The root cause though is that the companies making the products are willing to turn a blind eye to the techniques that their affiliates use to get ads into mailboxes. What should happen is that the companies making the products or providing the services should be fined each time their affiliates use fake addresses etc. That would pretty soon stop most of the crap arriving in my mailbox since it would cut off the revenue stream to the jerk sending the crap out.
If you received spam from a random looking address @bluedonkey.org, please understand that it did not come from me, nor from this site.

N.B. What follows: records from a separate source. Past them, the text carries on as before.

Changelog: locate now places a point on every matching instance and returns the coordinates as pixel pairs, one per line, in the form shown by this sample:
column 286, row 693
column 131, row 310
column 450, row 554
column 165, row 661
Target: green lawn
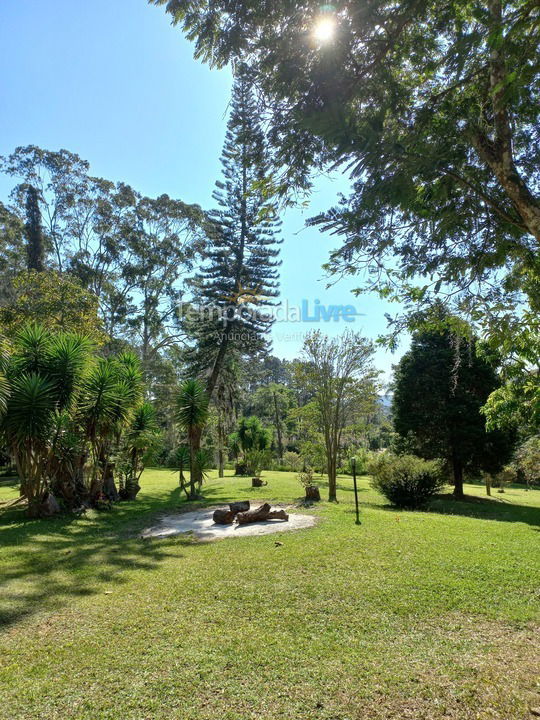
column 410, row 615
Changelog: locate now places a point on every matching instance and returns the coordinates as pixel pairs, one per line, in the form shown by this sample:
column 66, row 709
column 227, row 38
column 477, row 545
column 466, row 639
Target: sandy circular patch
column 201, row 524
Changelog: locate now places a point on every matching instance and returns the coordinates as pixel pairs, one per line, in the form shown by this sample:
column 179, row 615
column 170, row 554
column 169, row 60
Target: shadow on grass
column 53, row 559
column 488, row 508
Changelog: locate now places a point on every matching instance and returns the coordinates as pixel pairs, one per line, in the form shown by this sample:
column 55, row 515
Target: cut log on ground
column 264, row 512
column 240, row 506
column 223, row 517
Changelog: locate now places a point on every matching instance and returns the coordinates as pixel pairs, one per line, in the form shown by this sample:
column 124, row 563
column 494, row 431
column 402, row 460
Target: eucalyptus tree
column 34, row 232
column 440, row 386
column 132, row 252
column 339, row 373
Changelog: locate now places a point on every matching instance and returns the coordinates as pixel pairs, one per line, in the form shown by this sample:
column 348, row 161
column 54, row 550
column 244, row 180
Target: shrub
column 291, row 461
column 527, row 460
column 406, row 480
column 305, row 478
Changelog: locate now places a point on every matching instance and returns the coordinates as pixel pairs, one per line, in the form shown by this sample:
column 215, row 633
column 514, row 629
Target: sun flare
column 324, row 29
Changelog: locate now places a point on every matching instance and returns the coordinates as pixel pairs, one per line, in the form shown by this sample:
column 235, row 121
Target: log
column 240, row 506
column 263, row 512
column 223, row 517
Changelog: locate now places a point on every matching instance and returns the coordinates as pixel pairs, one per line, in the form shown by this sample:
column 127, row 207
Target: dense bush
column 406, row 480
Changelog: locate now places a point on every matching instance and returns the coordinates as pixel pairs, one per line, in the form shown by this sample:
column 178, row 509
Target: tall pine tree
column 239, row 280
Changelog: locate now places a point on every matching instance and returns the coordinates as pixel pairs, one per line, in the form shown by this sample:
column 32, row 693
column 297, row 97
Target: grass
column 410, row 615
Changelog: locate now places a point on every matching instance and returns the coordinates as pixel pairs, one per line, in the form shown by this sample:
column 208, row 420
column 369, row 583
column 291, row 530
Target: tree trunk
column 332, row 480
column 195, row 476
column 221, row 443
column 458, row 478
column 278, row 428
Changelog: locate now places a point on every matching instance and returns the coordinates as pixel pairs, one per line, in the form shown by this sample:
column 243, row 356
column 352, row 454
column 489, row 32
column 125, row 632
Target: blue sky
column 112, row 81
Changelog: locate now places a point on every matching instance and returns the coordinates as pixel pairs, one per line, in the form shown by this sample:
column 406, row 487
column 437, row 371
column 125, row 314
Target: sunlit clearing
column 324, row 29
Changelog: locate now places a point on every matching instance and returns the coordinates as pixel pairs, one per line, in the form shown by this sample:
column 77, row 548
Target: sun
column 324, row 29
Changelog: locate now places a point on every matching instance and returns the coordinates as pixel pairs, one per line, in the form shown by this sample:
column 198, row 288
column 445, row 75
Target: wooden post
column 353, row 465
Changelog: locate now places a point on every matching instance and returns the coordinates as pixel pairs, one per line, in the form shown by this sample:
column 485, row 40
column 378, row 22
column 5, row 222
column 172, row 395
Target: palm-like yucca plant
column 4, row 383
column 109, row 393
column 44, row 374
column 141, row 435
column 191, row 417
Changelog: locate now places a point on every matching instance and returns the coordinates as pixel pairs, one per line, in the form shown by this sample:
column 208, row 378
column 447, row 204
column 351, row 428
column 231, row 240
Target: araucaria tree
column 339, row 373
column 434, row 107
column 232, row 293
column 440, row 386
column 238, row 281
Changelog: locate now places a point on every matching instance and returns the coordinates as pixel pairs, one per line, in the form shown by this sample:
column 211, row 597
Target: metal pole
column 353, row 463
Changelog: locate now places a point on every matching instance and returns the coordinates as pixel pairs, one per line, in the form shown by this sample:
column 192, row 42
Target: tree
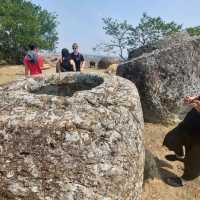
column 194, row 31
column 150, row 30
column 119, row 32
column 125, row 36
column 22, row 23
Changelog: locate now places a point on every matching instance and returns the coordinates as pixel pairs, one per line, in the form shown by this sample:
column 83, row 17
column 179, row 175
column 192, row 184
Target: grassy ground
column 154, row 189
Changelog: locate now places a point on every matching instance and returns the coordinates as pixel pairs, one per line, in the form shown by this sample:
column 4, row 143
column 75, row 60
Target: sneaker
column 175, row 181
column 174, row 157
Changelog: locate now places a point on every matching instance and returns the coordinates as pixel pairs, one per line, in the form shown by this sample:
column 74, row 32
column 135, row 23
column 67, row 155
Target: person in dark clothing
column 186, row 136
column 77, row 58
column 66, row 64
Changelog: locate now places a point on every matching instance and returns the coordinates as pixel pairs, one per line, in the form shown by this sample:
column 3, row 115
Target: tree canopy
column 125, row 36
column 23, row 23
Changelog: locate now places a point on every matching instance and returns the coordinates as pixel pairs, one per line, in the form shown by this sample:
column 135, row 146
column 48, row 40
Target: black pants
column 187, row 134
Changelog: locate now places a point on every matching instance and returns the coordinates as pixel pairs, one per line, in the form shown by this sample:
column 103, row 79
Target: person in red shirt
column 33, row 62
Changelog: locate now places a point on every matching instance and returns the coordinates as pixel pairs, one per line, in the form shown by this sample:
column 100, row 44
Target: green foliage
column 119, row 32
column 151, row 29
column 22, row 23
column 194, row 31
column 125, row 36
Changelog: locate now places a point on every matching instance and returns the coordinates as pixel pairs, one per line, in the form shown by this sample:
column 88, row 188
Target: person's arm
column 41, row 63
column 196, row 104
column 190, row 99
column 26, row 69
column 73, row 64
column 82, row 64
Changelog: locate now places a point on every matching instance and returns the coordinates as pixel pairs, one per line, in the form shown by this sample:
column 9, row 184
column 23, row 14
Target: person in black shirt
column 184, row 140
column 77, row 57
column 65, row 63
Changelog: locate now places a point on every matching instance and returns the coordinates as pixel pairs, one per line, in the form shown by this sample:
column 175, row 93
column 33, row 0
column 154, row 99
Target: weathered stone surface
column 77, row 136
column 164, row 76
column 105, row 62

Believe me, it has probably been much more annoying for me too since I have already received several hundred bounce messages, mailbox full messages and spam detected messages in response to this abuse of my domain name and it doesn’t look as though it is slowing down yet.
typo on the first line: you’ve encountered a couple of spam related “issues”.
as to “garbage”@bluedonkey.org, i’ve always wondered why you allowed any username @bluedonkey into your inbox. if it’s not a name you defined, you should just let the usual bounce mechanism to send it back into cyberspace where it belongs. (an ex-colleague nicknamed “frac” was believed to have a worm hole directed to his nutt into where all the space garbage from the internet would go … an irrelevant aside.)
Bloodnok wonders why one might allow any username to be accepted, well my reason is that some of my email contacts mis-spell the correct address ( some suffer from dysleksyer ?sp? ) and I wish to receive their messages, but the random return address that spammers are using on mail that is bounced to my domain, ( I guess that they have ‘who-ised’ my domain), are being very distructive to us ‘decent’ users. We built the Internet in the first place. Maybe we were naive to believe in the goodness of people, but it was the 70’s and hope sprang for goodness beating evil, and the programming community that built DNS etc worked to make the most of the ‘chips’ and not to be secure against malious attack. These years later, when we have given up most of our ‘freedoms’ we can expect that in return, what may be called ‘spam-orrism’ should be tackled by those that delve into each of our email, phone-calls, snail-mails, airline flights and more. If the ‘proper organisations’ cannot stop spam, drugs, global organised crime and the like, what hope is there that the Intenet will survive for the use of decent types. Many ordinary email users I know are returning to the old telephone system for communications, as they cannot be bothered with this hassle.
I am looking to GPG (aka PGP) to tackle the validation of email at a client level, as the ISP’s have failed me, to date. It is a hassle to set it up, but maybe not as much as maintaining spamlists.